At the moment, though, he is enduring a third attempt at a question he has already evaded twice: But what about the power of the show, the power you’ve created for yourself —

“Uh huh …”

— not to just start and stop careers —

“Yesss …”

We can tell you might be resisting this question a bit.

“I am, a little, yes …”

But the power to tell a mass audience, directly or indirectly, how to think, and what is funny and —

Lorne sidesteps again. He prefers not to talk about his own power; he’ll focus on the power of the voices he chooses to elevate. He prizes truth-tellers, he says, especially in moments of national unease or confusion, and so he talks about two particular comedians he showcased to America, 41 years apart, at times when he believed America should hear from them.

The first is the profane maestro Richard Pryor, whom Lorne crusaded to have host the show back in 1975 despite resistance from nervous NBC executives.

“They said I couldn’t have him,” Lorne says, “and I said, ‘I can’t do a contemporary comedy show without him, because he’s the funniest person working today.’ ”

The other comedian he mentions is Dave Chappelle, whom Lorne persuaded to host the first show after Donald Trump’s election. Lorne had given Trump the SNL stage early in the campaign and, amid furious backlash, defended him as a kind of truth-teller in his own right. “Donald’s giving voice to what polite society has sort of sat on for a while, things that are felt but that no one is articulating,” Lorne told Maureen Dowd in early 2016. Trump’s win that November shocked many SNL viewers — but not Chappelle, whose monologue was a bracing reality check.

“It seemed like Hillary was doing well in the polls. And yet, I know the Whites,” Chappelle said, coaxing out the night’s first real laugh. “You guys aren’t as full of surprises as you used to be.” The comedian went on to deliver a requiem for the Obama presidency and a cautious pledge to give Trump a chance, while also managing to slip in a “grab ’em by the p----” joke (“Sorry about that, Lorne”).

“He was remarkable,” Lorne says. “It was sort of what I thought was needed, and I think I was right.”
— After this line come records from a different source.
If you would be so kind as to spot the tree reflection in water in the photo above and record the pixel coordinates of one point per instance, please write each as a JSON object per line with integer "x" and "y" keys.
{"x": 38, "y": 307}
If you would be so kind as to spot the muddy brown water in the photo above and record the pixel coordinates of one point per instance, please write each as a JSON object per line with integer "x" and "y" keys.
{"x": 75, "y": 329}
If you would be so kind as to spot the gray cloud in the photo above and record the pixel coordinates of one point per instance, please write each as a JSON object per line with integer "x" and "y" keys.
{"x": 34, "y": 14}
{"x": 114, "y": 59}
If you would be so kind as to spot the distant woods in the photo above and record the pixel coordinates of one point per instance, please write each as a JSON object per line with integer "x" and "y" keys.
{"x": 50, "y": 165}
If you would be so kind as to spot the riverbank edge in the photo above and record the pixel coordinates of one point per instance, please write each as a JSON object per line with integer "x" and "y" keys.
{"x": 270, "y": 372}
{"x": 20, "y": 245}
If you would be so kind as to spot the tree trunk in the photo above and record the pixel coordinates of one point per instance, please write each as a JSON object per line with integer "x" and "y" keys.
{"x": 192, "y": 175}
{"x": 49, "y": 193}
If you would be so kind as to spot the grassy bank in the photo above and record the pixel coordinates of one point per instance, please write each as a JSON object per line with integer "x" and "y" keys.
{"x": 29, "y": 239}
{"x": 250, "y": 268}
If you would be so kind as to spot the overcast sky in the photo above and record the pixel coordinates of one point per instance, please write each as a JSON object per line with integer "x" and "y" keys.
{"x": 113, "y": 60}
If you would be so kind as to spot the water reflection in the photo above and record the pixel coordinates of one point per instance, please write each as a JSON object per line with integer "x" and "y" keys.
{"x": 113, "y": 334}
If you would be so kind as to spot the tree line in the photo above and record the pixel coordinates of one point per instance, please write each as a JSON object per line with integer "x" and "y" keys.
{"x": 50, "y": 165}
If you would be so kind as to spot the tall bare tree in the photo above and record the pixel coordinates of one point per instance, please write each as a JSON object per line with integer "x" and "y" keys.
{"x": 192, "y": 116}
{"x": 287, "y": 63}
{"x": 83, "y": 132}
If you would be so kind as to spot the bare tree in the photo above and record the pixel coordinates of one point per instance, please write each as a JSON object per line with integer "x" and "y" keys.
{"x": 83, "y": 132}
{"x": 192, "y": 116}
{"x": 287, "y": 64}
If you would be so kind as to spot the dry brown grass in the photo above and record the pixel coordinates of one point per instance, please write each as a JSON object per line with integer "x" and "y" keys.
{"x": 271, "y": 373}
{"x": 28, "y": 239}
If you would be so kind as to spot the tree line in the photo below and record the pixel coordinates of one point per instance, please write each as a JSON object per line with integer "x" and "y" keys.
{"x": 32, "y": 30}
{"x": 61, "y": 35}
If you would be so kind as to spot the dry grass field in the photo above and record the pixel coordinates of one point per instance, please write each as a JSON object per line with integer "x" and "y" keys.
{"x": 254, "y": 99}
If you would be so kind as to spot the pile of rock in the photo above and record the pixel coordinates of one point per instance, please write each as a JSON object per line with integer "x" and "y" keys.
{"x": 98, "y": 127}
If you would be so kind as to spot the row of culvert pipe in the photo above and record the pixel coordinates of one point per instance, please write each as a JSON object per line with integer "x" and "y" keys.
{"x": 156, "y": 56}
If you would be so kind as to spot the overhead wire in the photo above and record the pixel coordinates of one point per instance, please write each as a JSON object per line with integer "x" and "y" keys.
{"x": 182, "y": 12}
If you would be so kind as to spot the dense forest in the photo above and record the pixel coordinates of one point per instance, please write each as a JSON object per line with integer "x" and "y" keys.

He adds, about the show’s power in general: “We’re a comedy show. We can influence, but we don’t determine.”

As for an earlier question — does he still feel anything? — the answer is yes. He still loves watching a performer come into his or her own. And he still loves when the show nails a cultural moment, in exactly the right way, at exactly the right time: He cites the pretaped country-music video from the Oct. 16 show that inserted a crooning, cash-strapped Pete Davidson into the popular Netflix show “Squid Game.”

“When we get that right,” Lorne says, “that’s thrilling.”

That’s the show working.

Could it work without Lorne? It already has, you could argue: In 1980 Lorne left the show for five years to explore other producing opportunities. So is he, too, replaceable?

“I personally do not think so,” Conan O’Brien says.

“I don’t think so,” says Kenan Thompson, the longest-tenured cast member, and the person who comes closest to having a Lorne-like grasp of the show. “That level of people who will take his call — he’s built himself up in the world to be respected.”

“In my opinion, the show is Lorne and Lorne is the show and nobody could ever replace him,” Molly Shannon says. “Nobody.”

It was only in the past decade, since Comcast swallowed NBC, that Lorne felt the show achieved a permanence, a kind of cultural tenure, after cancellation threats going back decades.

Maybe he has created something that can’t exist without him. Or maybe “Saturday Night Live” will finally, after a half-century, walk on its own. We’ll know soon.

“My plan, as of now, is to see it through to the 50th anniversary,” Lorne says, fist full of popcorn. “Because that’s a show everybody’s going to want to see. Including me.”

Correction: An earlier version of this story incorrectly referred to the show hosted by Jason Sudeikis as SNL’s 917th episode in one reference. It was the 914th. This version has been updated.